Here’s the thing: this could be our earliest reference to French and Italian, as languages distinct from Latin.
Now, my translation above has ‘Frankish’ for “Francisca” – Frankish being the Germanic language of the Franks, a relative of English and German. This is only reasonable. Yet another translation is possible: French. It’s from the Franks, their kingdom and their language that we get French and France.
Which then is the better translation for Francisca? The idea of ‘the Franks’ was certainly still current at the time, being the people from which Gregory himself emerged, while the idea of ‘France’ was only in its infancy. However, Gregory’s mother tongue is already mentioned in the epitaph by another name: Teutonicus. What would therefore be the purpose of giving two names for Gregory’s Germanic language?
It could be this reflects a perceived difference between two Germanic languages (namely between Frankish and the ancestor of German), although the differences between these would not have been major, if a distinct Frankish language even existed still. An alternative idea therefore is that Francisca refers to French, the Romance language spoken in today’s northern France, placed here beside its sister and parent languages, Italian and Latin.
We’re on surer ground though with the next of the three, “vulgari“, meaning ‘the common speech’. In distinguishing Latina from vulgaris, the text provides evidence for a divide, in both reality and perception, between the language that the people knew from formal contexts (like written texts or ceremonies) and the vernacular that they spoke in everyday circumstances. “Vulgari” is therefore one of the first, if not the first reference to what we today know as Italian – or more specifically Romanesco, the Romance of Rome, where Gregory lived and preached.
This is not to say that everyone at the time now thought of the two as entirely separate languages.

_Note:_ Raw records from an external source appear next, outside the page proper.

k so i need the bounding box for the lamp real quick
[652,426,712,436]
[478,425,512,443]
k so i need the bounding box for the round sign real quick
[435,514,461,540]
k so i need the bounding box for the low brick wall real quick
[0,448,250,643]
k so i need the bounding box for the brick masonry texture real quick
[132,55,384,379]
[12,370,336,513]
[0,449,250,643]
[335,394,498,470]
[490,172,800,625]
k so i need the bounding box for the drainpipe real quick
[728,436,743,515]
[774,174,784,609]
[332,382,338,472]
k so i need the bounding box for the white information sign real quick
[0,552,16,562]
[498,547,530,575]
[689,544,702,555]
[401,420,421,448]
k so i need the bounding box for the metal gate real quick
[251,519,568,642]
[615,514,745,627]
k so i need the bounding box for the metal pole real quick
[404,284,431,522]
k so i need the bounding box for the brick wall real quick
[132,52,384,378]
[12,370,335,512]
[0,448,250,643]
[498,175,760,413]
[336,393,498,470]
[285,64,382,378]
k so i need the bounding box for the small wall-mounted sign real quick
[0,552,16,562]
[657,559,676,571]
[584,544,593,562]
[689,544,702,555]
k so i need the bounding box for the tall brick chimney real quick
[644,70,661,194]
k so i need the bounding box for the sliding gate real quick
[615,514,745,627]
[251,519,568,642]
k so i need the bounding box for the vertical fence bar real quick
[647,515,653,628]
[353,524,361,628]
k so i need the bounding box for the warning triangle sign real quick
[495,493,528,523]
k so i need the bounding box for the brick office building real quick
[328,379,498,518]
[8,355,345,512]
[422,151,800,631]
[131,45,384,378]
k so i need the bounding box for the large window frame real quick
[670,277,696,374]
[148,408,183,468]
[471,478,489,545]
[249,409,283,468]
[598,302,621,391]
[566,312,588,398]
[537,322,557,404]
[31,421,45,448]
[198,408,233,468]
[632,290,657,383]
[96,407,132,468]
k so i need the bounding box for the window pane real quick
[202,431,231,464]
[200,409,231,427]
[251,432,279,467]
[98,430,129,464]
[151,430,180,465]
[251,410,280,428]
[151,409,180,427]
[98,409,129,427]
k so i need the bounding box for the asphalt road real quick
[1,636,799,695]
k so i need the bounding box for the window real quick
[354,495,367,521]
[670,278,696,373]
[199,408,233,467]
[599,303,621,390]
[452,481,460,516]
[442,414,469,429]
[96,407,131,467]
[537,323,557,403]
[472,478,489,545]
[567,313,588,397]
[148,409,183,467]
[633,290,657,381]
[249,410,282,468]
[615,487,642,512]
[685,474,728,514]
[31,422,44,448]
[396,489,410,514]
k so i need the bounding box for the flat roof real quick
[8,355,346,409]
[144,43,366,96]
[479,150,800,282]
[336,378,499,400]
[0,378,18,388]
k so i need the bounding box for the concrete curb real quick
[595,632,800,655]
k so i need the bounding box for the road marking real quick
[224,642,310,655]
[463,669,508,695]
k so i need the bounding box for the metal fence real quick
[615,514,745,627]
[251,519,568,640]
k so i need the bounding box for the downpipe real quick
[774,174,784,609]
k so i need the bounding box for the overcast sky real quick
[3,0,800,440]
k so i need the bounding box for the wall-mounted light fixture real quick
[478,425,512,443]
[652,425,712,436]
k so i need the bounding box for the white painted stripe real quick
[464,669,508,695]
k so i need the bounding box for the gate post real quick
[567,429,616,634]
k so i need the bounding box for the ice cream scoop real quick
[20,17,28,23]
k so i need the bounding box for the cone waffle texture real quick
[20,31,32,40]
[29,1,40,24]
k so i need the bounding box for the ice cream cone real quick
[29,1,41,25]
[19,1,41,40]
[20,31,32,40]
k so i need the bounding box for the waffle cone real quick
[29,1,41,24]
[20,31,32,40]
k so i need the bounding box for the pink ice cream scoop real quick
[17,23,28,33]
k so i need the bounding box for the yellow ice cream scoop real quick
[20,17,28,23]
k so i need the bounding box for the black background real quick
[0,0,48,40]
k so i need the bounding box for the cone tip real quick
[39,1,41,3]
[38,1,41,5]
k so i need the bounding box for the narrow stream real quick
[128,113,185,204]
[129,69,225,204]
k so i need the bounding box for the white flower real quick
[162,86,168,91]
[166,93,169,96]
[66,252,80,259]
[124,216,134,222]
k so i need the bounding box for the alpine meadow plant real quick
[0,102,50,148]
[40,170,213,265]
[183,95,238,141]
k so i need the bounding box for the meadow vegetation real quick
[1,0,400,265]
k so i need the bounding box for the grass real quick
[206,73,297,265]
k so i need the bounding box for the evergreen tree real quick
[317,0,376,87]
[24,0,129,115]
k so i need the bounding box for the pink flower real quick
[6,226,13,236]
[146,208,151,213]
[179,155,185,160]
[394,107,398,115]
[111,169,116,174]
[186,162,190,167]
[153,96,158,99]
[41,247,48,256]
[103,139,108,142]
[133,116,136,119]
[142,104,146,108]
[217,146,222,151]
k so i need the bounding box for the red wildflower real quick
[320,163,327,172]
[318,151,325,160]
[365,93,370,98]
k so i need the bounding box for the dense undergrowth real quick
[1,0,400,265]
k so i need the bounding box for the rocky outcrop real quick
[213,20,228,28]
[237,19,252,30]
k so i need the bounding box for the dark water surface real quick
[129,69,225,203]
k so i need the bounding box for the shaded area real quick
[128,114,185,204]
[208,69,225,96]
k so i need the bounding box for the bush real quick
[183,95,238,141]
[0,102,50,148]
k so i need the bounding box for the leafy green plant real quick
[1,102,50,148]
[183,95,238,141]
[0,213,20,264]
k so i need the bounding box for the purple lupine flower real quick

For many, Latina and the vulgaris of Italy would have still been two ends of a single scale – like a rope, still linking one to the other in the minds of speakers, but stretched to breaking point by language’s incessant changes. The idea of the vulgaris here is a significant tear in that rope, and thus a big step towards two distinct languages.
In fact, it’s from not too long after this reference that we get our earliest source for that vulgar language: the magnificent frescos of Saint Clement and Sisinnius in the church of San Clemente al Laterano.
The third language in the line should not be overlooked. The use of the word vox for ‘language’ and the reference to his eloquence in teaching the people lead us to presume that Latin was both a written and a spoken language for Gregory V; it could serve as a formal register for his priestly duties and a lingua franca for the visitors he would receive.
It’s interesting that, despite its date of composition, the Latin of the epitaph is really not very ‘medieval’. For example, it lacks typical medievalisms like writing E instead of AE, as in “terrenae“. As Clackson and Horrocks put it, “it is immediately striking how ‘classical’ this Latin is” (2011: 268*); other than its Christian vocabulary (apostolicus, sabbatum, ovile Petri), the language would be easily intelligible for Latin speakers and writers of a millennium earlier. Latin therefore must have enjoyed both a vibrant usage and a long tradition of learning in Gregory’s Rome, with good access to older texts and the classical standard.
This is in brief why the epitaph of Pope Gregory V is a treasure trove for sociolinguistics; in only a few words, it gives us a glimpse into the languages of a pope and his people at the very end of the tenth century. It reveals how at that point in time it was considered reasonable to distinguish between three somewhat separate languages, Latin, Italian and possibly French, where previously such a distinction had yet to emerge. So, thank you, Gregory – a friend to emperors and linguists alike.
END
* Clackson, J., & Horrocks, G. 2011. The Blackwell History of the Latin Langauge. Wiley-Blackwell.